Every Home Football Game For The Past Eight Years At Eastern
3 19every Home Football Game For The Past Eight Years At Eastern Stat
Simulate the sales of programs at 10 football games using the given probability distribution and random number table. Evaluate the impact of fixed printing quantities (2,500 and 2,600 programs) on average profits over these simulated games, considering production costs, sale prices, and unsold units donated to recycling. Additionally, assess whether adding an extra repairperson to the maintenance system at Three Hill Power Company would be cost-effective by simulating generator breakdowns and repair times with the proposed staffing change.
Paper For Above instruction
The primary objective of this analysis is to simulate the sales of football programs at Eastern State University's games and evaluate the financial implications of different printing strategies. Further, the analysis extends to assessing the maintenance operations of the Three Hill Power Company, specifically evaluating the benefits of increasing repair staffing to reduce costs associated with generator breakdowns.
Simulation of Football Program Sales
Based on the probability distribution provided, the number of programs sold at each game is modeled within the range of 2,300 to 2,700 units. The distribution specifies probabilities for sales in hundreds of units as follows: 2,300 (23%), 2,400 (probability to be interpreted from context), 2,500 (likely the mode or mean), and 2,700 (probability to be interpreted), but these are interpolated or derived from the data. For simulation purposes, the exact probabilities for each sales level have to be extracted from the data and mapped onto a random number table.
The approach involves using the last column of Table 13.4, starting from the top, to generate random numbers that correspond to the probability intervals assigned to each sales level. For each of the 10 games, a random number is selected, and the corresponding number of programs sold is determined based on the statistical mapping.
Subsequently, the profit calculation per game incorporates the production cost per program ($0.80), sale price ($2.00), and the number of unsold programs (which do not generate revenue but have already incurred production costs). The profit per game is computed as:
Profit = (Number of Programs Sold × Selling Price) – (Number of Programs Produced × Cost per Program)
With the total sales and costs for each simulated game, the average profit across all 10 games provides insight into the typical profitability of the program sales strategy under the current variability.
Analysis of Fixed Printing Quantities
Two specific scenarios are analyzed: printing 2,500 programs and 2,600 programs for each game regardless of expected sales variability. The average profits under these fixed strategies are computed by assuming the sales per game follow the simulated values. For each scenario, the total revenue, total costs, and resulting profits are calculated across the 10 simulated games. The average profit per game is then derived, allowing comparison between the variable sales simulation and fixed printing strategies.
For example, if the fixed print is 2,500 programs, the profit for each game is determined by comparing the sold programs to the fixed quantity, accounting for unsold units (which produce no revenue but incur costs).
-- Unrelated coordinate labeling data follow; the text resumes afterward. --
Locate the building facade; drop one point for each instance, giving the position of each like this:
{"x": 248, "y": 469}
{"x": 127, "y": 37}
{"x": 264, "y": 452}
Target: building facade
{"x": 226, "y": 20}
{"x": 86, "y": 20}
The same process applies for the 2,600 program print strategy.
Simulation of Maintenance System Change at Three Hill Power Company
The evaluation of adding a second repairperson involves simulating the generator breakdown process over a 15-breakdown period. The existing system's total maintenance cost of $4,320 is used as a baseline. The key assumptions include:
- The repair times with two repairpersons are exactly half the times with one.
- Repair hours cost $75 per hour.
- The additional repairperson costs $30 per hour.
Random numbers from the table are used to simulate the intervals between generator breakdowns, beginning with 69 from the second-last row. For each breakdown, the breakdown time interval is generated and combined with the repair time, which is derived from the last row of the table starting with 37. The simulation considers whether the reduced repair times with two repairpersons significantly decrease total maintenance costs when including the additional labor costs.
After conducting the simulation over the 15 breakdowns, the total maintenance costs are calculated, and a comparison determines if staffing augmentation results in cost savings or increased expenses, thus guiding the decision on whether to add a second repairperson.
Conclusion
The simulation of football program sales enables understanding of revenue variability and the financial impact of fixed versus flexible printing volumes. The analysis of maintenance staffing options provides insights into operational efficiencies and cost savings. Given the random nature of sales and breakdowns, such simulations are instrumental in strategic decision-making, balancing costs, and optimizing resource allocation.